Editor's note: I'm writing on a deadline, trying to get a full report of the game out while it's still fresh. Please forgive the inevitable typos of my rush.

For the last few weeks now I’ve been bantering with my host family dad about Mexican soccer. He’s a taxista (taxi driver), and I’m pretty sure he’s a Cruz Azul fan, from the little decorations hanging from his taxi’s rearview mirror. He was surprised we had been to a couple of Pumas games already. I commented on how the América-Pumas game was sold out a few weeks back. “Oh, of course,” he said (or I think he said – I’m doing my best with the Spanish here), “and that game is muy peligroso – very dangerous.” But the most dangerous game of all, he said, is the Chivas-América game. “Muy, muy peligroso...”

So you can guess how much fun it was to reveal to him that I was going to the Chivas-América game yesterday.
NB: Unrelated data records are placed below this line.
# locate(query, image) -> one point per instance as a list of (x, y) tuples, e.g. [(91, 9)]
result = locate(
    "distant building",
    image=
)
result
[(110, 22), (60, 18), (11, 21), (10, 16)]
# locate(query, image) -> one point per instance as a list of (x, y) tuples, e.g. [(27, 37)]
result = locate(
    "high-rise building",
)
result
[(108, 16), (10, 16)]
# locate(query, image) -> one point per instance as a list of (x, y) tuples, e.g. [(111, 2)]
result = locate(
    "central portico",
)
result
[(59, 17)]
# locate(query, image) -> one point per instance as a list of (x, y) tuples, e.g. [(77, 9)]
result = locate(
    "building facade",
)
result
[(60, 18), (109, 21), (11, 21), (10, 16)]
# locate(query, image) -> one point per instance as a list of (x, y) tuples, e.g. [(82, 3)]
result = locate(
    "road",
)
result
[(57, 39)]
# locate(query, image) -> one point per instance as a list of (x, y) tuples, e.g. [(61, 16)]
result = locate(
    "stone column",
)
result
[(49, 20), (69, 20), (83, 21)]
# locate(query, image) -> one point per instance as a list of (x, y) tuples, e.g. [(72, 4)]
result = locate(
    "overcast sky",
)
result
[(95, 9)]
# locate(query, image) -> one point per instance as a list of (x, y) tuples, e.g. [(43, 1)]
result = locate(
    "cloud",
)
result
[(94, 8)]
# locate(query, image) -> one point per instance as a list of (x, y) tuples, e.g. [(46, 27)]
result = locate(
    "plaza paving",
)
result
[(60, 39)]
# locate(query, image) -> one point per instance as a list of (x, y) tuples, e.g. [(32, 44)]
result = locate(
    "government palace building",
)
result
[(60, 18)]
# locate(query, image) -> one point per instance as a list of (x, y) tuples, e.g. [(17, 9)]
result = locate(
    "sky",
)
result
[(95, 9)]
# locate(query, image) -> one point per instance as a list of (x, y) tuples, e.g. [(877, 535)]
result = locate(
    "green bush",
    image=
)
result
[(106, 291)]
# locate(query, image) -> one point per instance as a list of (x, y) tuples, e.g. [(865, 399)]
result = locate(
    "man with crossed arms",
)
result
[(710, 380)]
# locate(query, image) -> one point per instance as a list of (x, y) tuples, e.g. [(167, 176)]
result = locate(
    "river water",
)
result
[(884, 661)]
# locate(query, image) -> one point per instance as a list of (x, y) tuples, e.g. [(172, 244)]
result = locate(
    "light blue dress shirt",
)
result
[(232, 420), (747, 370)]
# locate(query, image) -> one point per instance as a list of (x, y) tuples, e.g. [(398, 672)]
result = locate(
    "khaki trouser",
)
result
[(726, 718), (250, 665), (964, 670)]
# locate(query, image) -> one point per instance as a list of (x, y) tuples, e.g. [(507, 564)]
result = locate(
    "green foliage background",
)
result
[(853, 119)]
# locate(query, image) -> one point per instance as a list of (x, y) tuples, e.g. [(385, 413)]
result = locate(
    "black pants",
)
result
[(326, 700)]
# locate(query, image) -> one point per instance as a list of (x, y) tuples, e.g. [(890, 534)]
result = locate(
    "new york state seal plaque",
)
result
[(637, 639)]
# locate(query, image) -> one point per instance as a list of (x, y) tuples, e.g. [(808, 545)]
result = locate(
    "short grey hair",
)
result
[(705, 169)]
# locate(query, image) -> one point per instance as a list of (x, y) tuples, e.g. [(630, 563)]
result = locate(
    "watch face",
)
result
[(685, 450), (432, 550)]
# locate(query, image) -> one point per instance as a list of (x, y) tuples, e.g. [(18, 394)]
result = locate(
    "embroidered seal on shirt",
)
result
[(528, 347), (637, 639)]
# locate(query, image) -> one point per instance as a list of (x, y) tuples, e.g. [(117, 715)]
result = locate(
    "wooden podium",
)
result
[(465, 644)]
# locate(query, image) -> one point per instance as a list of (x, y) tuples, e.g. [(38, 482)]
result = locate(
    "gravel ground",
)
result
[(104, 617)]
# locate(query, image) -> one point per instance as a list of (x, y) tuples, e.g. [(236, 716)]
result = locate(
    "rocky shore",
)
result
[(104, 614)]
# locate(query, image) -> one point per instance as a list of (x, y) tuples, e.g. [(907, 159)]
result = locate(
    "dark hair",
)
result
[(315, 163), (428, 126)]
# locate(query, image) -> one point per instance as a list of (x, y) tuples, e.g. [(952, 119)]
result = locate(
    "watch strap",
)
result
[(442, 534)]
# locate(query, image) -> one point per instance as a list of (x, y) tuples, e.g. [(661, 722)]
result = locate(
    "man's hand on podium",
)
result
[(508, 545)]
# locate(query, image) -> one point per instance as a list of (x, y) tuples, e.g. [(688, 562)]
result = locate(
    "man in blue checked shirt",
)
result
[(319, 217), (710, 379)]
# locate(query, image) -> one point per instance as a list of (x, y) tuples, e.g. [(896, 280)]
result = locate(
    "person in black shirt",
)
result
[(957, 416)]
My host mom put her head in her hands and lamented our plans. “Mateo, Mateo…” she said pitifully, shaking her head, as if I had no idea what we were getting ourselves into. But my host dad seemed impressed. On my way out Saturday afternoon, he called out to “enjoy the Chivas-América game!” “Si, si,” I said. “Y vamanos Chivas…o América?” I put my hands in the air, as if to weigh which team I ought to root for, seeing if he would give away his loyalties. “Oh, Chivas,” he said, grinning. “América es muy fresa.”

Fresa, which literally means “strawberry,” is a bit of Mexican slang used to describe sort of young rich Mexican kids, yuppies, that sort of thing. (It's kind of like how White Sox fans might describe Cubs fans.) Anyway, I’m already a fledgling Chivas fan (we’re moving to Guadalajara in 2 months!), so I’ve been repeating this América es muy fresa thing ad nauseum. See, I am learning Spanish, one slang word at a time...
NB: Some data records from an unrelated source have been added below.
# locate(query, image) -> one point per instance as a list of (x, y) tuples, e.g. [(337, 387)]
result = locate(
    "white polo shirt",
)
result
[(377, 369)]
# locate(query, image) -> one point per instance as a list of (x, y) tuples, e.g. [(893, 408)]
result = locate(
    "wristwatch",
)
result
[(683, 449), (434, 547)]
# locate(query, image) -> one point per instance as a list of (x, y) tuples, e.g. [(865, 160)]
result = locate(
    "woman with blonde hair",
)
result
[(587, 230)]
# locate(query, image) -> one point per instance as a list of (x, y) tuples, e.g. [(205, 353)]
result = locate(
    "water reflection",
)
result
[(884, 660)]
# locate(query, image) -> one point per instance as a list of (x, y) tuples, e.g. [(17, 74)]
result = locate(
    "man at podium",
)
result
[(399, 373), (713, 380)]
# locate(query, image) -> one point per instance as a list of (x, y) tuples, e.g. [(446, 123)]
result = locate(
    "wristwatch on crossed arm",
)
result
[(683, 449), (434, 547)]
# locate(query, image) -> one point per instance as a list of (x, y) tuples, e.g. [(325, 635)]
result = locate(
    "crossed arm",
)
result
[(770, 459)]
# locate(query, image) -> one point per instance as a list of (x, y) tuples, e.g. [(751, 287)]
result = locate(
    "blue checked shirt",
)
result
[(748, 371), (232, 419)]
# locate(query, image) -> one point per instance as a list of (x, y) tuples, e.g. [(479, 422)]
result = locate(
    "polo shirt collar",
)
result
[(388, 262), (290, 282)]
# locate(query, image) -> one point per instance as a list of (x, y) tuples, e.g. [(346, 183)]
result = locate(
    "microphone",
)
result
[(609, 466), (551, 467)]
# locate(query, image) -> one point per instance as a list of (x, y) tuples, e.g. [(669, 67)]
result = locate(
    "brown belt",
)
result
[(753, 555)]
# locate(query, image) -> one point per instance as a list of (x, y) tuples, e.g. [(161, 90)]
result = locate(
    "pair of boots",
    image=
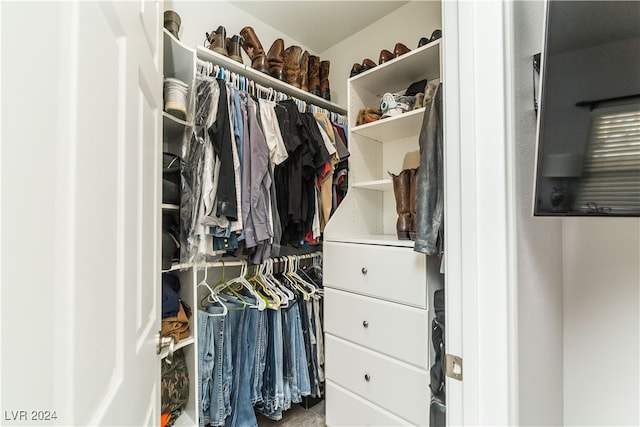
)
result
[(291, 65), (218, 42), (404, 189)]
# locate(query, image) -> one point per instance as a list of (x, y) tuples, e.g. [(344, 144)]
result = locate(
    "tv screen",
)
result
[(588, 152)]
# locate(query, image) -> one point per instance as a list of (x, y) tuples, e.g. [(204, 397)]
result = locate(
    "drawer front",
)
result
[(392, 273), (344, 408), (393, 385), (393, 329)]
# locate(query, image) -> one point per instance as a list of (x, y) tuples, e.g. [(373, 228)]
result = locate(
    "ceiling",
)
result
[(319, 25), (581, 24)]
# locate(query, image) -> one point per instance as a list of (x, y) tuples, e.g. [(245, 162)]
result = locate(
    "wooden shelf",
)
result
[(392, 128), (396, 75)]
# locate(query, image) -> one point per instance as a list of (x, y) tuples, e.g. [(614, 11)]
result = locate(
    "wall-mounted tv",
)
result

On Sunday we met the other game attendees not far from our neighborhood and caught a charter bus south to lunch, then to the stadium. There were at least 30 of us gringos, nearly all of us Fulbright awardees, accompanied by a couple of kids and a few freeloading spouses like me. Most weren’t talking about the game – these are graduate students, after all – but there was one dude decked out in a bright yellow América jersey. (Coolest thing about América jerseys – one of the sleeves has the outlines of a wing on it, showing that they’re the Aguilas, Eagles.) Transport felt a lot like a grade school field trip, actually – pile onto a charter bus that drops you off in front of wherever you’re going.
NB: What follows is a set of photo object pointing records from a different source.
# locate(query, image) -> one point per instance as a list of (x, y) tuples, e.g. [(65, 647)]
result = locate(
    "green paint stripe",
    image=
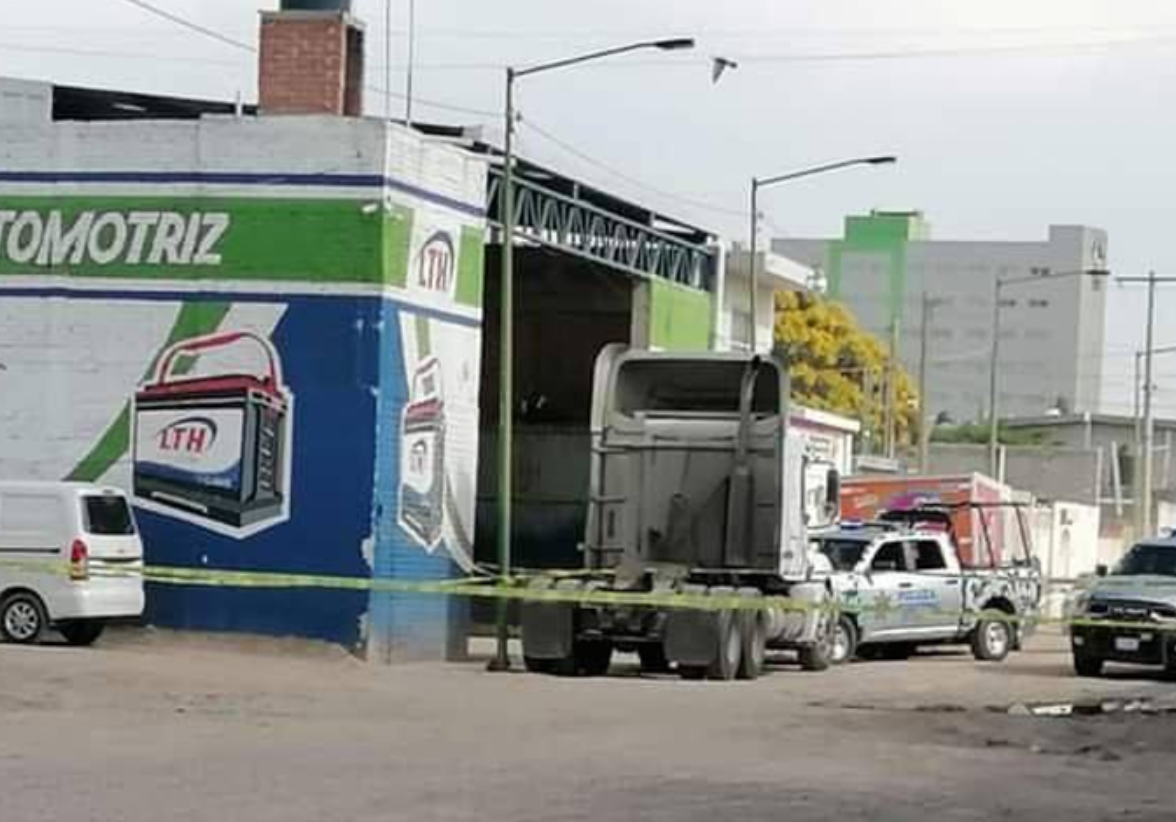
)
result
[(193, 320)]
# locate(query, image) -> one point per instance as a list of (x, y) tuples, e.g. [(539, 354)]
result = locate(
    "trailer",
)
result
[(696, 487)]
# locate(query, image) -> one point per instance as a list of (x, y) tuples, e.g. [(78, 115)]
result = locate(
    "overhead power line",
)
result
[(253, 49), (151, 8), (627, 178)]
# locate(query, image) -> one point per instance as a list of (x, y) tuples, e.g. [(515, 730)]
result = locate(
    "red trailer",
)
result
[(983, 535)]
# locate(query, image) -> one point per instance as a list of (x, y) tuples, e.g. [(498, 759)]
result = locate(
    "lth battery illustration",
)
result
[(422, 456), (213, 446)]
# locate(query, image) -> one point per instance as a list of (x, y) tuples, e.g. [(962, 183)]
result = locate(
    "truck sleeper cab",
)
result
[(695, 487)]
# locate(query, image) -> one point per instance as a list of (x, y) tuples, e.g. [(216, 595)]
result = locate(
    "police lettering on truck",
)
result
[(112, 238)]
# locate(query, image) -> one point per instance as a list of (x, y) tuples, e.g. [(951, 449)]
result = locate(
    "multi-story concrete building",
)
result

And of course, where we were going was Estadio Azteca. Now, I love the Pumas stadium because it’s close and has a cool Diego Rivera mural and looks kind of like a volcano. But Estadio Azteca dwarfs it by far, towering into the air in concave steel, looking like smoke coming out of the volcano. (Plus, Estadio Azteca features an Alexander Calder scultpure outside it!) We walk over the bridge to the stadium – like walking the bridge to Miller Park in Milwaukee – and are, of course, patted down by riot police. Oddly, the security pat-down is not nearly as intense as at the last Pumas game…maybe it’s the section we’re sitting in. We file into the stadium, and it’s true, we’re not in the crazy fan section. Instead they file us into the 10th row from the field, just to the left of the goalie box. INCREDIBLE.

We’re an hour early for the game, but the stadium is already filling up. From the inside Estadio Azteca is even bigger. It’s at least three times the size of Estadio Olimpico Universitario, where the Pumas play. Look, I’m used to Wrigley Field, alright? I haven’t been to many American football games outside of East Lansing, Michigan. So I am impressed. I’m really impressed. It’s like we’re at the bottom of this huge towering steel bowl; it is nothing short of overwhelming. The noise level is already incredible, and it’s increasing as more fans continue filling the stadium. I love it.

The players come out to begin warming up, and the crowd erupts for the first time. The goalie for América is doing drills, lying down on the ground and rolling from side to side, blocking practice shots his teammates kick at him. I clap my free applaudadores – thundersticks – together, to burn off some excitement.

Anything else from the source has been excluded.